The World from the Lens of a Woman
From France’s Agnès Varda to the Philippines’ Marilou Diaz-Abaya, these women paved the way for the evolution of Philippine cinema.
Words Erika Anne Sulat
Photo courtesy of Cine Tamaris, Wig Tysmans, Film Grab, ABS-CBN's Sagip Pelikula
September 23, 2025
When a movie lover thinks of the French New Wave, a few familiar names usually come to mind: Jean-Luc Godard, with his use of discontinuity editing, and François Truffaut, known for his seminal essay “A Certain Tendency of the French Cinema.”
But when it comes to the filmmaker who truly pioneered the movement, many point to Agnès Varda. Having directed some of the most influential films that defined the New Wave, Varda is a must-know figure for any film fan or student of the art form.
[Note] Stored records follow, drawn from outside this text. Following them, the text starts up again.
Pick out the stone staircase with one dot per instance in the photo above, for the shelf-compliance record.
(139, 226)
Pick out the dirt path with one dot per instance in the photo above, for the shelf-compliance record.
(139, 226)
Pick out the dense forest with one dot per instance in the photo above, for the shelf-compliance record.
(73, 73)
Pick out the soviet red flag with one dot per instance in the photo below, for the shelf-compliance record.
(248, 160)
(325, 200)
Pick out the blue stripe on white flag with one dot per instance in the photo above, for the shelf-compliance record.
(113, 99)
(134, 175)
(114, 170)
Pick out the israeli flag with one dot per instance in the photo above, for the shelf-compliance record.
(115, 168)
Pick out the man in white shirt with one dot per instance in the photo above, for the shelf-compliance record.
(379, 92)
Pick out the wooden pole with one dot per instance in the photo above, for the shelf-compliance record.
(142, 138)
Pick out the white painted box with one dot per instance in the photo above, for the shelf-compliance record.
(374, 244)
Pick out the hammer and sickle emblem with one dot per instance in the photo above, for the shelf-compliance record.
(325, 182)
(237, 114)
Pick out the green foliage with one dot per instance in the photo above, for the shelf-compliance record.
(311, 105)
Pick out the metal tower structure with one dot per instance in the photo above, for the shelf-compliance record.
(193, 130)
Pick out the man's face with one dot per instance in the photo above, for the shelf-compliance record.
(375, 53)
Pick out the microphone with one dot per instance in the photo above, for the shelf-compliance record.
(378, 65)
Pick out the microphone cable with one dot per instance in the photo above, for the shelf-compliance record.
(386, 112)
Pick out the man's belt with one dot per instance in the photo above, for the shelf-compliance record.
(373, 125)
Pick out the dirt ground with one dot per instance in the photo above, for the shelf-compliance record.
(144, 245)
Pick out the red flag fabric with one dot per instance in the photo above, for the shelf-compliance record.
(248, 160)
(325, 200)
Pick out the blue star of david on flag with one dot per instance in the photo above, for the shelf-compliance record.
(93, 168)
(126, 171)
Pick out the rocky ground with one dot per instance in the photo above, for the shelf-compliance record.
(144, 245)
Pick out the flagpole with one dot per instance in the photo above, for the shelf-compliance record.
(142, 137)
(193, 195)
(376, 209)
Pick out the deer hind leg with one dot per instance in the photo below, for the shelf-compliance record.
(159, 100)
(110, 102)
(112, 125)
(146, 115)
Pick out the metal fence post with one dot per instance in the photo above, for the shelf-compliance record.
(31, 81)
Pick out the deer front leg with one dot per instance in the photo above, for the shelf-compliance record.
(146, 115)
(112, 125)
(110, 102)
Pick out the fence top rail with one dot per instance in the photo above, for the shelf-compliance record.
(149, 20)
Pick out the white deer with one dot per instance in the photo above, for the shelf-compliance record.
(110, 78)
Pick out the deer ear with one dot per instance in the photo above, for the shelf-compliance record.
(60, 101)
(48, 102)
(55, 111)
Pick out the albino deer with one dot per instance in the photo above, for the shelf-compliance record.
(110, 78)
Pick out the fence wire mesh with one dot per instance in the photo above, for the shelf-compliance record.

Agnès Varda, Photo from Ciné-Tamaris
In the Philippines, one of the most notable directors of the country’s Second Golden Age of Cinema, and the first and only female filmmaker to be named a National Artist, is Marilou Diaz-Abaya. Best known for her feminist trilogy in collaboration with screenwriter Ricky Lee, Diaz-Abaya’s Moral (1982), Brutal (1980), and Karnal (1983) are essential viewing when discussing Filipino feminist cinema.
Marilou Diaz-Abaya, Photo by Wig Tysmans
A study of technique
Varda’s body of work, in terms of technique, contrasts heavily with Diaz-Abaya’s. The Filipino quality of melodrama and conventional narrative is much more apparent in Marilou Diaz-Abaya’s films, while Agnès Varda explores a more experimental form of film, with aspects that characterize the New Wave’s films like fourth-wall breaking and non-continuity editing.
Cleo from 5 to 7, Image Still from FilmGrab
However, they share a similar message from their films: that the world run by men continues to be hostile to women. This similarity is apparent in Varda’s Le Bonheur (1965) and Diaz-Abaya’s Karnal (1983).
Varda subverts typical narratives that situate women as mere plot devices, as a technique to critique and parody the phallocentric nature of male-centered cinema. She positions a married man who has an affair as the main character, treating the women in the film as plot devices.
Karnal, Still from ABS-CBN Sagip Pelikula
The bright color grading and beautiful cinematography contrast with the horror of the film’s plot. Similarly, Diaz-Abaya’s Karnal (1983) is set in an idyllic rural countryside, despite its dark plot that features patriarchal-induced patricide and the cycle of abuse.
A needed representation
Le Bonheur, Image Still from FilmGrab
The humanization of their women characters is a core strength in each of their films. Women are not perfect, but they make their own choices, and these choices have consequences that they face, whether the outcome is good or not. Like Cléo in Varda’s Cléo from 5 to 7 (1962), who makes a pivotal choice to relieve herself of the societal burdens of vanity, or the women in Diaz-Abaya’s Moral (1982), who each make their own choices and grow from them by the end of the film.
Moral, Screen grab from ABS-CBN Sagip Pelikula
Varda and Diaz-Abaya didn’t only contribute to cinema’s progress in terms of technical ability, but also in terms of portraying women’s stories authentically from the eyes of another woman.
In their films, women’s issues weren’t viewed through a voyeuristic lens that seeks to exploit their struggles, but rather through one that seeks to understand and empathize with them.